Patna, Sept. 30: Lalu Prasad smiled and recited a couplet by Allama Iqbal: “Kuchh baat hai ke hasti mit-ti nahin hamari/ Sadiyon raha hai dushman daur-e-jahan hamara.”
Roughly translated, it means: “Somehow my stature doesn’t erode despite the world being against me for ages.”
Few would have disputed the claim at the time, in October 1997. Lalu Prasad was “jailed” at Patna’s Indira Gandhi Institute of Medical Sciences as a fodder scam undertrial but was running Bihar as he used to.
Technically, he was not in power because he had stepped down as chief minister in favour of wife Rabri Devi before being “imprisoned” in July that year. Technically, he was a prisoner in his hospital cabin where he had been shifted from the Bihar Military Police guesthouse — his first “jail” — ostensibly for the treatment of a heart problem.
But he still remained the “Raja of Bihar”, running his party and his wife’s government by “remote control”.
A few things had changed, though. Discarding his pothi-patra jalao (burn religious scriptures) persona, the Rashtriya Janata Dal (RJD) chief had donned a 108-bead rudraksha rosary and wore a vermilion tikka. He had a photo of Goddess Durga hanging on the cabin wall.
“I believe in God now; I have turned vegetarian,” he had told this correspondent that autumn day 16 years ago, indicating his first journey to “jail” had shaken him out of his iconoclastic, non-superstitious persona.
After his conviction today, the thoughts of an out-of-power and isolated Lalu Prasad, stripped of his hasti (status) as MP, may well have turned to those good old days when he could laugh off his periodic incarcerations.
The security personnel deployed to guard him served as his attendants, massaging his feet after dinner. Many of Rabri’s cabinet colleagues constantly met him, and Lalu Prasad would call up government officials from the visitors’ cellphones to issue orders.
Brother-in-law Subhas Yadav (then in the RJD) and other trusted aides brought him milk, dahi and his favourite dishes: litti, chokha and sarson ka saag.
“I’m the president of the party mandated to rule Bihar. What’s wrong in my party leaders calling on me in jail?” Lalu Prasad would say when told that his actions might be violating the prison manual.
When the CBI and some petitioners complained, the Supreme Court ordered him shifted to Patna’s Beur Central Jail.
Lalu Prasad received bail in the case after nearly five months, in time for him to join Chhat festivities at the Pehalwan Ghat here.
He was sent to jail six times between July 1997 and December 2001, for periods ranging from 15 days to almost five months, but he didn’t care.
“It hardly matters whether I’m in jail or out of it. The poor know that their voice is locked in jail. They will not tolerate my humiliation; they’ll vote with a vengeance for my party,” Lalu would tell visitors.
His party won 17 Lok Sabha seats in 1998 and he led the Rabri government back to power after a few days’ gap following a hung verdict in the 2000 elections.

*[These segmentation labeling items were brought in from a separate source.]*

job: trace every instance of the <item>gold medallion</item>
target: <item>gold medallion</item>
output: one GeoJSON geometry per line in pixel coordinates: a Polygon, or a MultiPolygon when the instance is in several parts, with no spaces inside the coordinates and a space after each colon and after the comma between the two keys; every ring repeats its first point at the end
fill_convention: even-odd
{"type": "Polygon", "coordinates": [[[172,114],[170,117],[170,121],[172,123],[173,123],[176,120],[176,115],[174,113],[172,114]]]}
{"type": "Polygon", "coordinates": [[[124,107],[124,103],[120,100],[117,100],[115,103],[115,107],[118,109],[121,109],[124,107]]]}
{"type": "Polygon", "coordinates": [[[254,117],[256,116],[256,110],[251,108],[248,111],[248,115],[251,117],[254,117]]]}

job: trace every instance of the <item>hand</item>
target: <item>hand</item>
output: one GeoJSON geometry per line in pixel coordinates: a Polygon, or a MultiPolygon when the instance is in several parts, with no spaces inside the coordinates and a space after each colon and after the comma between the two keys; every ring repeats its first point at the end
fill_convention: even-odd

His opponents crowed when he had to go to jail in Ranchi in December 2001 after Jharkhand had been carved out of Bihar and some of the fodder cases transferred to the new state, ruled by BJP chief minister Babulal Marandi.

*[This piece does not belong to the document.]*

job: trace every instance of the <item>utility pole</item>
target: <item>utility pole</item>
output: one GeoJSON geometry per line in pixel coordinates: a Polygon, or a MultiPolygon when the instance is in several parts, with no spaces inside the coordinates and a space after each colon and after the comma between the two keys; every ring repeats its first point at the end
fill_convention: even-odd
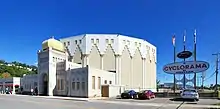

“The Marandi government will not allow the liberties Lalu had been taking in Bihar’s jails. He will have to live as a regular prisoner,” the BJP’s Sushil Modi, then leader of the Bihar Opposition, had announced with a sense of victory.
Modi’s enthusiasm was short-lived. The RJD boss had a “friend” in Jharkhand Assembly Speaker Inder Singh Namdhari of the Janata Dal (United), who called on him at the Bacon Factory guesthouse where he was incarcerated. The nine RJD members in the Jharkand House too regularly met him.
Justifying his visit to Lalu Prasad, Namdhari said: “So what if he is in jail? I have been his cabinet colleague in Bihar. Courtesy demanded that I visit him.”
To the dismay of Lalu Prasad’s opponents in Bihar, the Marandi government did not treat him too harshly during the one-month period he was in jail before receiving bail.